Sugarcane ratoon stunting (RSD), a prevalent disease caused by the bacterium Leifsonia xyli subsp. xyli (Lxx), poses a significant threat to sugarcane crops globally. RSD is challenging to diagnose due to invisible symptoms leading to its spread in commercial plantations. Existing molecular detection methods for Lxx are costly, require sophisticated equipment, are labor intensive, and entail prolonged sample-to-result times. To resolve these issues, an innovative electrochemical (EC) nano-biosensor approach was developed for detecting Lxx DNA in sugarcane xylem sap. The method involved three key steps: (i) boiling lysis-based DNA isolation from sugarcane sap; (ii) magnetic purification of target sequences directly from the lysate using magnetic bead-bound capture probes; and (iii) EC detection of the target.

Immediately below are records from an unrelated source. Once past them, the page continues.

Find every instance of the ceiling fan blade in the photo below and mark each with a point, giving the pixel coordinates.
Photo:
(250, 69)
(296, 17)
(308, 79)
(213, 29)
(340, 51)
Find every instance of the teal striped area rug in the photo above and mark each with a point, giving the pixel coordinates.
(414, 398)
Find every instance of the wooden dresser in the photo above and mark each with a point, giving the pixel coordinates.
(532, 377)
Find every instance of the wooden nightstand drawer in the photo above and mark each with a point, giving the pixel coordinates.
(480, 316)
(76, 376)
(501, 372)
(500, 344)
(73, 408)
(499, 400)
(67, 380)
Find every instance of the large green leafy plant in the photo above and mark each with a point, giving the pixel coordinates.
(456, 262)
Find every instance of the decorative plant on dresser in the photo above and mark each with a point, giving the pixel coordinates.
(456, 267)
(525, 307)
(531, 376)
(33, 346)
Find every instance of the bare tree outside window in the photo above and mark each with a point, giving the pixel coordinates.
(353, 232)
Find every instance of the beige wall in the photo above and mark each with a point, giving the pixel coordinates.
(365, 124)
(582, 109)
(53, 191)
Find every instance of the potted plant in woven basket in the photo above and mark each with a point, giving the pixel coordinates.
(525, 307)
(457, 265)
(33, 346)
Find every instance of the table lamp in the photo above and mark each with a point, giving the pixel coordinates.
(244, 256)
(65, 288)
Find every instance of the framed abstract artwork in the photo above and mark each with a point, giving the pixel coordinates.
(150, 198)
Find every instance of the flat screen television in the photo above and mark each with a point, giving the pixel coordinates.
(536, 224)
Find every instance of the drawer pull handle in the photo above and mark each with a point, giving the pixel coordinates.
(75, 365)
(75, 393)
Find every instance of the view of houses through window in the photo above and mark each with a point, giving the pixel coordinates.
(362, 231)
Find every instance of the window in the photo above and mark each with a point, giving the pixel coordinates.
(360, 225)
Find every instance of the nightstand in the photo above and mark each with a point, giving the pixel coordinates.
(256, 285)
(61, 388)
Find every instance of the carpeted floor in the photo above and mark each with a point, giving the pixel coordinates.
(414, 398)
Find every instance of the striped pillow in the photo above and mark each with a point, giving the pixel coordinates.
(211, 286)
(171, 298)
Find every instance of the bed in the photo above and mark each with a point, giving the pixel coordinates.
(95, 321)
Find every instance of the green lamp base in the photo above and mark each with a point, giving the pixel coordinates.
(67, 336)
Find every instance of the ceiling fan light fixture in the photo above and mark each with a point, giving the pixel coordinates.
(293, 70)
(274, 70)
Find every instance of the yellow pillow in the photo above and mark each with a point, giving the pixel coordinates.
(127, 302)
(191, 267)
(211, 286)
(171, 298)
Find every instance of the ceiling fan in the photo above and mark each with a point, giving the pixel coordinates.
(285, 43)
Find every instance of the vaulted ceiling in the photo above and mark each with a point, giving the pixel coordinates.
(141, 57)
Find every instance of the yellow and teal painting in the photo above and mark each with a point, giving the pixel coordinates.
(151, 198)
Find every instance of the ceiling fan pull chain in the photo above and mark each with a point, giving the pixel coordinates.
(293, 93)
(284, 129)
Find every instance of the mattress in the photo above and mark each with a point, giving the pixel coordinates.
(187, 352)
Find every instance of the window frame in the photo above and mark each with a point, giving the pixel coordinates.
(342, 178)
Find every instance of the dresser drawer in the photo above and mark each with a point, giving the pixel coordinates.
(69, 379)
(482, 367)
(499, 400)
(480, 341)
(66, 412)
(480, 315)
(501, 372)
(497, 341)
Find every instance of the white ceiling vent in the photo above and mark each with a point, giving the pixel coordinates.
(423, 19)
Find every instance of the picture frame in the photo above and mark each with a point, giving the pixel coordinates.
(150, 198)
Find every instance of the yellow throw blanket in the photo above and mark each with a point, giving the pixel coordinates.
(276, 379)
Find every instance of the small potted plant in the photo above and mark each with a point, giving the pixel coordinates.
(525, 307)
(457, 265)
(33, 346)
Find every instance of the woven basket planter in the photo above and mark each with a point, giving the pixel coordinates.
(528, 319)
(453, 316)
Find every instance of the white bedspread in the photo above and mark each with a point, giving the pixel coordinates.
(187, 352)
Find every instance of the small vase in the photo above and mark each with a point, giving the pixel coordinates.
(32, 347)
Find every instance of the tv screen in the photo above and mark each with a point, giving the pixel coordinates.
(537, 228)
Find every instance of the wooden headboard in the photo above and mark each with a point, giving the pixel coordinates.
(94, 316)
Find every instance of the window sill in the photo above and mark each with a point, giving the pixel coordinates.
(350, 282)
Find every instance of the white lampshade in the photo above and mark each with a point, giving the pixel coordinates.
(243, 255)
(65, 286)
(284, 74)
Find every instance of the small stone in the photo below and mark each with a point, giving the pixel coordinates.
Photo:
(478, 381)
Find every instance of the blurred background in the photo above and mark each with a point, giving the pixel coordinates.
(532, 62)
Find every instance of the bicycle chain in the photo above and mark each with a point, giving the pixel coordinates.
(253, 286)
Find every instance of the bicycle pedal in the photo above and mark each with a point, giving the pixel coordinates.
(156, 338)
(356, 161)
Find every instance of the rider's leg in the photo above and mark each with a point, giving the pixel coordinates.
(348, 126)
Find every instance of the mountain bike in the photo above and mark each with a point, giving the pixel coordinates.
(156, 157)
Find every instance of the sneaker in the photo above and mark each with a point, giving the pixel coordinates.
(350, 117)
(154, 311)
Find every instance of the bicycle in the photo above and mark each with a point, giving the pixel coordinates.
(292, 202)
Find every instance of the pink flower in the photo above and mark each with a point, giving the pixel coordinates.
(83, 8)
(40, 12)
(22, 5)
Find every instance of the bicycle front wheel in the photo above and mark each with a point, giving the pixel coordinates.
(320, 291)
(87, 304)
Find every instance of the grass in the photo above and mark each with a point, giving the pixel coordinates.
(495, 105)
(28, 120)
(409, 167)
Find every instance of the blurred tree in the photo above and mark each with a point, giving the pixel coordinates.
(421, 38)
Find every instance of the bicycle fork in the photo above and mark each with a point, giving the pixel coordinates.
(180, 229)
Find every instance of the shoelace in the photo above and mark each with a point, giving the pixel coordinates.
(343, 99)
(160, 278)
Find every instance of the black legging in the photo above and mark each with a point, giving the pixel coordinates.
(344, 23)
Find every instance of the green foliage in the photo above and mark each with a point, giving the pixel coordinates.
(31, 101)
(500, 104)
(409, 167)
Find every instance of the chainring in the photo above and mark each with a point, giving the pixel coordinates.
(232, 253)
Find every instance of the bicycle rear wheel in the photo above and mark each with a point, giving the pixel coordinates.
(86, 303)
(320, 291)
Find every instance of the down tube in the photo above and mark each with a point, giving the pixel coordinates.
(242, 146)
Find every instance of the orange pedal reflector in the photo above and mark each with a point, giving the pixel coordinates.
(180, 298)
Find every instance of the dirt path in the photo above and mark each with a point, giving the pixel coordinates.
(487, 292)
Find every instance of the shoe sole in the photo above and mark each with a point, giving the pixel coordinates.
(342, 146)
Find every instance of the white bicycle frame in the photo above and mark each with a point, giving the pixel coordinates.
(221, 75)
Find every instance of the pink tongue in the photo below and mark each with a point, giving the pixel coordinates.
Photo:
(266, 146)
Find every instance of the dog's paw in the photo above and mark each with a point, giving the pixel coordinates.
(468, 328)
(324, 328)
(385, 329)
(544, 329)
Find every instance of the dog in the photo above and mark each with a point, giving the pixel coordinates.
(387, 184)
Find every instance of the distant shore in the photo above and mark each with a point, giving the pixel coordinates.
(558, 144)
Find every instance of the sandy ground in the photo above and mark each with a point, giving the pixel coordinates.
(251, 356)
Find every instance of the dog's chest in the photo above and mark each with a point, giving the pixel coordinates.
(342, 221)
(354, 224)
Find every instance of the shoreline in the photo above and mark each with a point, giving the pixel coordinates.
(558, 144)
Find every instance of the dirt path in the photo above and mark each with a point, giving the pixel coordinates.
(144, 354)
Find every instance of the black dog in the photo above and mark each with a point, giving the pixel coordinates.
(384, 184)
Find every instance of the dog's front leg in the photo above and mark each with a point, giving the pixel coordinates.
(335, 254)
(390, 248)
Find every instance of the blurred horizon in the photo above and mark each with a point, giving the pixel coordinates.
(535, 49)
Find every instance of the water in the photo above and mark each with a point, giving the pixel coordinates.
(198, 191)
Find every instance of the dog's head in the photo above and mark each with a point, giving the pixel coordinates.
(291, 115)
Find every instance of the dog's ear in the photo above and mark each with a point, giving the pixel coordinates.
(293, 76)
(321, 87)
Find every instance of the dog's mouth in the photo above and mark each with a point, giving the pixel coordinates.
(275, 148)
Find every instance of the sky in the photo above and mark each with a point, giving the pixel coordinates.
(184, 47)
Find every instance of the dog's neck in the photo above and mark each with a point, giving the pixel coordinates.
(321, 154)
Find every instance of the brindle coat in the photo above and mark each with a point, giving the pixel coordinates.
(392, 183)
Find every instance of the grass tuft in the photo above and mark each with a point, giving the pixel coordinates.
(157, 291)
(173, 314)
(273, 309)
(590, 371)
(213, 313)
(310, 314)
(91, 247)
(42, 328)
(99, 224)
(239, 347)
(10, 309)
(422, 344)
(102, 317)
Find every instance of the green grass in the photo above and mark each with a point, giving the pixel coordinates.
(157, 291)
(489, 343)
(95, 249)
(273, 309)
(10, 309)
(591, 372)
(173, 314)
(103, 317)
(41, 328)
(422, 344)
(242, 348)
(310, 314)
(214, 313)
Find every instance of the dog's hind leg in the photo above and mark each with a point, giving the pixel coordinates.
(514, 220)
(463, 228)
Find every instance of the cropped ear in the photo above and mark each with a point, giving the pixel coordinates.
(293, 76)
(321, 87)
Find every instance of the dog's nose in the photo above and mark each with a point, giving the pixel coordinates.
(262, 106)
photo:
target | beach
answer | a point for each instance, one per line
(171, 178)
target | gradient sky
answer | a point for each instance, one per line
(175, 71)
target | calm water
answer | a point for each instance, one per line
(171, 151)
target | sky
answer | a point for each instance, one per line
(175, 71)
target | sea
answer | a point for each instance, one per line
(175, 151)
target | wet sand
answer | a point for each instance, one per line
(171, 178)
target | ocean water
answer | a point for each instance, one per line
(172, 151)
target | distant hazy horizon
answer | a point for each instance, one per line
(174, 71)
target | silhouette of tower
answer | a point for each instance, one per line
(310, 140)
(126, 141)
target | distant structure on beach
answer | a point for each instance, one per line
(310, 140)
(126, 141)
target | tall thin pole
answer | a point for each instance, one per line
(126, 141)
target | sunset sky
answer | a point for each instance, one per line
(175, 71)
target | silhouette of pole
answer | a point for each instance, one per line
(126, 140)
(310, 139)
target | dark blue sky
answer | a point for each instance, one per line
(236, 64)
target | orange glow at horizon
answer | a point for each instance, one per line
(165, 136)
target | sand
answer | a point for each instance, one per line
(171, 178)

The detection sensitivity of the method was 10 cells/µL, and is highly reproducible (Standard deviation, SD = <5%, for n = 3) over a broad linear dynamic range (10 nM–1 fM or 105-100 copies/µL, r = 0.99). Furthermore, the method was validated across infected sugarcane cultivars with known RSD disease ratings (susceptible, intermediately resistant, and moderately resistant) collected from an inoculated field trial. The detected Lxx levels were subsequently correlated with the cultivar disease ratings. Additionally, EC method results were strongly correlated with those from qPCR assays with the same samples (r = 0.84, n=10, P < 0.001). The novel Lxx EC biosensor method holds promise as a commercially viable and DNA isolation/purification-free alternative to current Lxx diagnostics, a crucial step in developing a handheld on-farm Lxx detection and quantification device for RSD diagnostics.